AFAC replacing DGAC in Mexico – separating truth from speculation
On Oct. 16, 2019, it was announced that Civil Aviation Authority in Mexico (DGAC) would be replaced by a new agency, Civil Aviation Federal Agency (AFAC). Despite rumors and speculation, there are no immediate changes for business aviation operators. Here’s what you need to know about the change.
1. Why the change?
Mexico is working to improve its processes in the aviation industry with the creation of AFAC. The new AFAC will be an autonomous entity with its own budget, which will allow it to offer more efficient processes and response times, as well as more automated procedures. The transition will also allow AFAC flexibility to hire and retain top talent which would minimize previous problematic activities. All current employees of the former DGAC will be transitioning to AFAC, including the Director General.
2. How long is the transition expected to take?
Over the next six months, AFAC, with the help of industry organizations, will be creating its own organizational manual. The manual will outline all processes and procedures to improve them and better the response times. Meetings have already been held with the former DGAC team members to begin its creation and review of their internal processes.

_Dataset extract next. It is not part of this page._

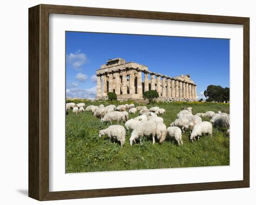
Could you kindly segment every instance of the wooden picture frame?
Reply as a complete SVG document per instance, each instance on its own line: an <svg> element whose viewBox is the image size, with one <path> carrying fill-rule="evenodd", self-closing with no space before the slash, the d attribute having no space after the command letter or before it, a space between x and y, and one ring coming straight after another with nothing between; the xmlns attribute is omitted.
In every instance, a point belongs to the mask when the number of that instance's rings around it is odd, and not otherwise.
<svg viewBox="0 0 256 205"><path fill-rule="evenodd" d="M243 179L102 189L49 191L49 14L230 24L243 26ZM29 9L29 190L39 200L248 187L249 186L249 45L248 18L39 5Z"/></svg>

3. How does this impact business aviation operations to Mexico?
For now, there are NO changes. There has been much speculation about what may or may not change. But that’s all it is – speculation. There have been no officially published notices. Until the full transition is completed over the next six months, it will be business as usual. All current processes are still being administered with the enforcement of the current regulations.
4. Future changes
Upon the close of the transition, there will likely be changes and improvements to current regulations and processes. Universal Aviation Mexico along with our Global Regulatory Services team is in close communications with the former DGAC and AFAC and will continue to reach out and update you, as official notices and changes are communicated.
We anticipate the creation of AFAC to replace DGAC will provide multiple benefits for business aviation operators in Mexico. The transition is scheduled to last six months. Until then, despite any rumors or speculation, it’s business as usual when operating a business aircraft to Mexico. At Universal, compliance is key so we will ensure the information provided is validated through the proper authorities before advising of any changes. We’re compliant to keep you compliant.